Furthermore, the Resona Group aims to mitigate risks that may affect it, its customers and society as a whole by, for example, introducing Initiatives to Promote Socially Responsible Loans and Investments.

In these ways, we are implementing a stepped-up corporate management approach aimed at helping realize a carbon neutral society via the use of our financial functions.

Initiatives for Socially Responsible Investing and Lending

Metrics and Targets

Working in Tandem with Customers to Reduce Climate Change-related Risks and Create Opportunities

In line with the Long-Term Sustainability Targets and the RSC2030 action plans, the Resona Group has formulated metrics and targets in an effort to help as many customers as possible understand the significance of climate change response and support their initiatives.
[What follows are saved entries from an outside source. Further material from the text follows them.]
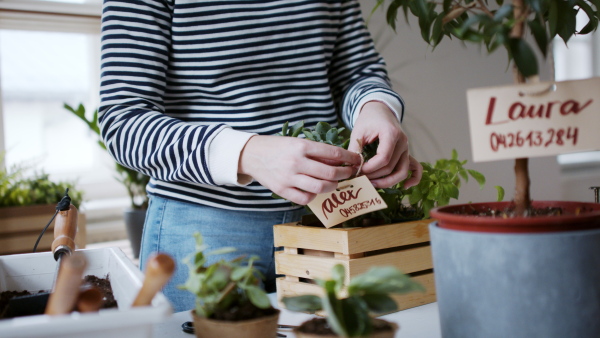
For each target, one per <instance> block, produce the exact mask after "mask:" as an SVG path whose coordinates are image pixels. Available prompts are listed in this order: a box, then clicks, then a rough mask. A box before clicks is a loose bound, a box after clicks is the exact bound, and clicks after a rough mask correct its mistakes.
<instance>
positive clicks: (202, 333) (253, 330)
mask: <svg viewBox="0 0 600 338" xmlns="http://www.w3.org/2000/svg"><path fill="white" fill-rule="evenodd" d="M279 312H280V311H279V310H276V313H274V314H272V315H270V316H266V317H261V318H256V319H249V320H242V321H235V322H234V321H225V320H214V319H208V318H205V317H200V316H197V315H196V311H193V310H192V316H193V318H194V333H195V334H196V337H198V338H215V337H218V338H240V337H244V338H264V337H275V336H277V322H278V321H279Z"/></svg>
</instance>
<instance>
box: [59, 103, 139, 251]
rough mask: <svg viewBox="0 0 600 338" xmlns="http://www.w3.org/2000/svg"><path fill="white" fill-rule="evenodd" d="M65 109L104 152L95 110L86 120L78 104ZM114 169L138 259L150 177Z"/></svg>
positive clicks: (84, 113)
mask: <svg viewBox="0 0 600 338" xmlns="http://www.w3.org/2000/svg"><path fill="white" fill-rule="evenodd" d="M64 107H65V109H66V110H68V111H70V112H71V113H73V114H74V115H75V116H77V117H78V118H79V119H81V120H82V121H83V122H84V123H85V124H86V125H87V126H88V127H89V129H90V130H91V131H93V132H94V133H96V135H98V138H99V139H98V145H99V146H100V147H102V149H104V150H106V146H105V145H104V143H103V142H102V140H100V128H99V127H98V110H95V111H94V113H93V115H92V116H91V117H90V118H89V119H88V117H87V116H86V112H85V107H84V106H83V105H82V104H79V106H78V107H77V109H75V108H73V107H71V106H70V105H68V104H65V105H64ZM115 169H116V171H117V180H118V181H119V182H121V183H122V184H123V186H125V189H126V190H127V193H128V195H129V198H130V201H131V205H130V207H129V208H127V209H125V211H124V213H123V218H124V221H125V228H126V230H127V237H128V238H129V241H130V243H131V250H132V252H133V255H134V257H135V258H138V257H139V253H140V245H141V241H142V231H143V228H144V221H145V219H146V210H147V209H148V195H147V194H146V185H147V184H148V181H149V180H150V177H148V176H146V175H144V174H142V173H140V172H137V171H135V170H132V169H129V168H127V167H124V166H122V165H121V164H119V163H116V162H115Z"/></svg>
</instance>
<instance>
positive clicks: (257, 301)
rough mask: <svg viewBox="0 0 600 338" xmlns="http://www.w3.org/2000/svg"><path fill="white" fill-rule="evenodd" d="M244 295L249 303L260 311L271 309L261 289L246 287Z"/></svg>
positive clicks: (263, 293) (268, 297) (268, 302)
mask: <svg viewBox="0 0 600 338" xmlns="http://www.w3.org/2000/svg"><path fill="white" fill-rule="evenodd" d="M245 290H246V294H247V295H248V298H249V299H250V302H252V304H254V305H255V306H256V307H258V308H261V309H268V308H270V307H271V301H270V300H269V297H268V296H267V294H266V293H265V291H264V290H263V289H261V288H260V287H258V286H256V285H246V287H245Z"/></svg>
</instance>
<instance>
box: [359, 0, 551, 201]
mask: <svg viewBox="0 0 600 338" xmlns="http://www.w3.org/2000/svg"><path fill="white" fill-rule="evenodd" d="M360 2H361V6H362V9H363V12H364V13H365V17H368V15H369V13H370V12H371V9H372V8H373V4H374V3H375V1H373V0H361V1H360ZM384 18H385V17H384V13H383V12H382V11H381V10H378V11H377V12H376V13H375V14H374V15H373V16H372V17H371V18H370V20H369V21H368V26H369V30H370V31H371V34H372V35H373V38H374V40H375V41H376V46H377V49H378V50H379V51H380V53H381V54H382V55H383V57H384V58H385V60H386V62H387V64H388V71H389V73H390V78H391V79H392V82H393V85H394V89H395V90H396V91H397V92H398V93H400V95H402V97H403V98H404V100H405V103H406V107H407V110H406V114H405V119H404V123H403V126H404V128H405V130H406V131H407V133H408V135H409V137H410V142H411V149H412V153H413V154H414V156H415V157H416V158H417V159H418V160H420V161H428V162H434V161H435V160H436V159H438V158H441V157H445V158H447V157H449V156H450V154H451V151H452V149H453V148H454V149H456V150H457V151H458V154H459V157H460V158H461V159H467V160H468V161H469V163H468V164H467V165H468V166H470V168H471V169H475V170H478V171H480V172H482V173H483V174H484V175H485V176H486V178H487V181H488V183H487V184H486V187H485V188H484V190H483V191H481V190H479V188H478V186H477V184H476V183H475V182H474V181H472V180H470V181H469V183H468V184H467V185H466V186H464V189H462V190H461V196H460V200H459V201H460V202H461V203H465V202H469V201H472V202H482V201H493V200H495V198H496V190H495V189H494V188H493V186H495V185H500V186H502V187H504V189H505V190H506V197H505V200H510V199H512V196H513V192H514V178H513V177H514V175H513V165H514V162H513V161H512V160H509V161H496V162H484V163H473V160H472V156H471V145H470V140H469V137H470V135H469V129H468V116H467V102H466V90H467V89H469V88H476V87H487V86H495V85H507V84H511V83H512V75H511V72H510V71H507V69H508V68H507V56H506V52H504V51H503V50H498V51H497V52H495V53H494V54H493V55H489V56H488V55H486V53H485V50H481V51H480V50H479V48H478V47H477V46H474V45H464V44H462V43H461V42H460V41H458V40H456V39H455V40H447V39H445V40H444V41H443V42H442V43H441V44H440V45H439V46H438V47H437V48H436V49H435V50H434V51H433V52H432V51H431V47H429V46H428V45H427V44H426V43H425V41H423V39H422V38H421V35H420V31H419V26H418V24H417V22H416V21H411V24H410V26H408V25H407V24H406V23H405V22H404V18H403V16H402V15H401V16H400V21H399V22H398V26H399V27H398V28H397V33H394V32H393V31H392V30H391V28H389V27H388V26H387V25H386V23H385V19H384ZM546 77H547V74H542V80H544V79H545V78H546ZM530 174H531V176H532V177H533V178H532V187H531V197H532V198H533V199H536V200H557V199H560V198H561V194H560V184H559V176H560V168H559V165H558V163H557V162H556V158H555V157H540V158H532V159H531V160H530Z"/></svg>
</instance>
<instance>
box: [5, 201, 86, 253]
mask: <svg viewBox="0 0 600 338" xmlns="http://www.w3.org/2000/svg"><path fill="white" fill-rule="evenodd" d="M55 211H56V204H45V205H32V206H22V207H4V208H0V255H7V254H17V253H31V252H32V250H33V246H34V245H35V241H36V240H37V238H38V236H39V235H40V233H41V232H42V229H44V227H45V226H46V224H48V222H49V221H50V219H51V218H52V215H54V212H55ZM54 223H55V221H52V224H51V225H50V226H49V227H48V229H47V230H46V232H45V233H44V236H42V239H41V240H40V243H39V244H38V248H37V251H38V252H42V251H50V249H51V245H52V241H53V240H54ZM75 244H76V245H77V248H78V249H83V248H85V245H86V218H85V214H84V213H83V212H81V211H79V212H78V214H77V235H76V236H75Z"/></svg>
Progress in these action plans is annually evaluated via the operation of a PDCA framework.

FY2021 Action Plans (environment related)

  • Promote constructive dialogue in line with customers’ status regarding their response to SDGs and ESG issues.
  • Support the popularization of buildings with higher environmental value • Promote the use of renewable energy in local communities.
  • Help expand the use of cashless and digitalized transactions while going paperless in the provision of products and services.
  • Participate in local initiatives aimed at protecting the natural environment and biodiversity.

The Resona Group’s Reduction Target for CO2 Emissions Attributable to Its Operations

Aware of the pressing need to strive for Japan’s national target of achieving carbon neutrality by 2050, the Group established a new reduction target with regard to CO2 emissions attributable to its energy use as part of Long-Term Sustainability Targets announced in June 2021.
Results of our efforts to reduce CO2 emissions thus far are also presented on "Environmental Load Reduction in Our Offices".

The Resona Group’s Reduction Target for CO2 Emissions Attributable to Its Operations

FY2021 Action Plans (environment related)

  • Strive to raise employee awareness regarding the reduction of energy use.
  • Introduce renewable energy for use by key facilities.
  • Cut back on the number of company-owned ICE vehicles while expanding the use of EVs in a phased manner.
  • Ask suppliers to address environmental concerns in addition to helping raise their environmental awareness.